Hayatın çekirdeği de dünyanın özü de insanmış. İçinde olduğumuz günlerde bunu daha iyi anladım. Dışarıda gürül gürül akan bir dünya kalmadı desem abartmış olmam herhalde. Baharı ve yazı sadece takvimden takip edeceğim endişesini taşırken umudu ıskalamak üzere olduğumu fark ettim. Parkları özledik, deniz kenarını, şehrin kalabalığını, okul bahçelerinin telaşını… “Özlemek ölmekten sadece iki harf fazla be çocuk” diyen şair, “ Özgürlüğün geldiği gün/ O gün ölmek yasak” da dememiş miydi? İçimdeki umut aynasını parlatmak gayesiyle bir hamle daha yapmak istedim. Pandora’nın kutusundaki son canlı olan kelebek geldi gözlerimin önüne. Dünyaya yayılan onca kötülüğü dengeleyen o umut kelebeği. Sakın bu virüsle, o umut kelebeğini bir tuttuğumu düşünmeyin. Olsa olsa “bi şey yapmalı” adlı işaret fişeği olabilir.
Evde olduğumuz bu sürede ruhumuzda ayıklamamız gereken ne varsa ayıklamalıyız. Doğa kendini yenilerken insan durur mu hiç? “Tadilat halindeyiz” tabelasını asıp yenilenmekten başka çaremiz yok diye düşünüyorum. Eşzamanlı haller yaşayan insanlık; sistemlerini, uygulamalarını, dayatmalarını sorguluyor bu sıra dışı günlerde. Tüm dillerde ortak öznenin virüs olduğu sıralı cümleler kuruluyor. Herkesi tuhaf bir şekilde birleştiren bu virüs, “ Bir araya gelmeden de birbirinizi kurtarabilirsiniz ey insanlar” narasıyla dolaşıyor ortalarda. Tarkovski, “Solaris” te “İnsana insan gerek” derken çağrışımı bu kadar geniş tuttuğunu düşünmüş müydü bilemiyorum.
Kaygı, insan coğrafyasında en çabuk yayılan duygulardan biridir. Kontrol altına alınmadığında ise telafisi zor sonuçlar doğurur. Büyük bir trajediyi barındıran bu salgın alışkanlıklarımızı ve rutinlerimizi de vurdu. Her şeye anlam yükleme gibi bir huyum var.

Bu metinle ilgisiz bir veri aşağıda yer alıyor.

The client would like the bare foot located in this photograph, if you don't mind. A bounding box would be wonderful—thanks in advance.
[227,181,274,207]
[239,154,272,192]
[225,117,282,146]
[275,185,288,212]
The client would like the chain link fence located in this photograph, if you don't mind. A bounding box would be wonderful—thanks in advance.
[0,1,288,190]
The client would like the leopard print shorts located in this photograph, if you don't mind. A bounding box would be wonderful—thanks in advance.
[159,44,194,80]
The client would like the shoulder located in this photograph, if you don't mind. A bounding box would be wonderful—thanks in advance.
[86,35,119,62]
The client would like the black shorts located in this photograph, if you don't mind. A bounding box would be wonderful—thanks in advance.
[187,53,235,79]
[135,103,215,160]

Acaba diyorum bu sayede kendine dönen insan, dünyaya yapıp ettiklerini görür mü? Ya da yaşamak denen şeyin sadece koşuşturmadan ibaret olmadığının ayrımına varır mı? Yavaşlar mı biraz daha? Yavaşlayıp daha güzel bir dünyayı hayal eder mi? Vaka sayılarının gösterildiği grafikler şöyle dursun belki de bilincimize, şimdi şimdi farkına vardığımız ortak duyarlılıklarımızın grafiğini çizeriz.

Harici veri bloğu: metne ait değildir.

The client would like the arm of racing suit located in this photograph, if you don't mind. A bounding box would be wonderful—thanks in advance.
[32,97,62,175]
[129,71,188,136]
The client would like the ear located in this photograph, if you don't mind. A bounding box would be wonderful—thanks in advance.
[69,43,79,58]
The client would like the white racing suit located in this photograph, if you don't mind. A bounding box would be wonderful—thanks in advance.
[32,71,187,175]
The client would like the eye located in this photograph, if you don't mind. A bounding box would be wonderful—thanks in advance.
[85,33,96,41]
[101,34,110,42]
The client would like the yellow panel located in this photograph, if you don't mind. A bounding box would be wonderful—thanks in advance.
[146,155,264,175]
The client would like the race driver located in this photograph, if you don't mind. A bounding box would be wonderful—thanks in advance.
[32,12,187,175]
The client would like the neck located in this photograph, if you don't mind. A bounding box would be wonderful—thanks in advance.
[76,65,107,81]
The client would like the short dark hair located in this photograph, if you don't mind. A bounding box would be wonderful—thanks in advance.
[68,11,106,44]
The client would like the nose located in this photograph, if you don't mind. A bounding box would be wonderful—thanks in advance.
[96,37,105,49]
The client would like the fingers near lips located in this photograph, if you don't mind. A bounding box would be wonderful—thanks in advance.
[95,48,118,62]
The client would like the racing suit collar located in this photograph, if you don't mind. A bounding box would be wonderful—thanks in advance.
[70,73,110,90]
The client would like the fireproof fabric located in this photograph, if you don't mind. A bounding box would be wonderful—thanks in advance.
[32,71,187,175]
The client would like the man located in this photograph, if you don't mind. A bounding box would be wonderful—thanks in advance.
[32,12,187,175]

Hayatımız ne zaman normale dönecek bilmiyorum ama artık miladımızın, Koronavirüs’ün ortaya çıkışı olacağına eminim. Dünyaya verdiği rahatsızlık için özür dileyip kalbinde ve ruhunda onarım, üretim işlerine başlayan insana ihtiyacımız olduğunu düşünüyorum. İnanmanın güçlü olduğu bilinir öyle ki taşı bile Tanrı’ya dönüştürmüştür zamanında. İnsanoğlu bu girdaptan kurtulmasını bilir yeter ki bir insanın anlamının, başka bir insanın varlığına bağlı olduğuna inansın.
Gözlerimi kapatıyorum. Fonda “Masum Değiliz” şarkısı kulağıma fısıldıyor: Yavaşla ve hayal et. Yavaşla ve hayal et.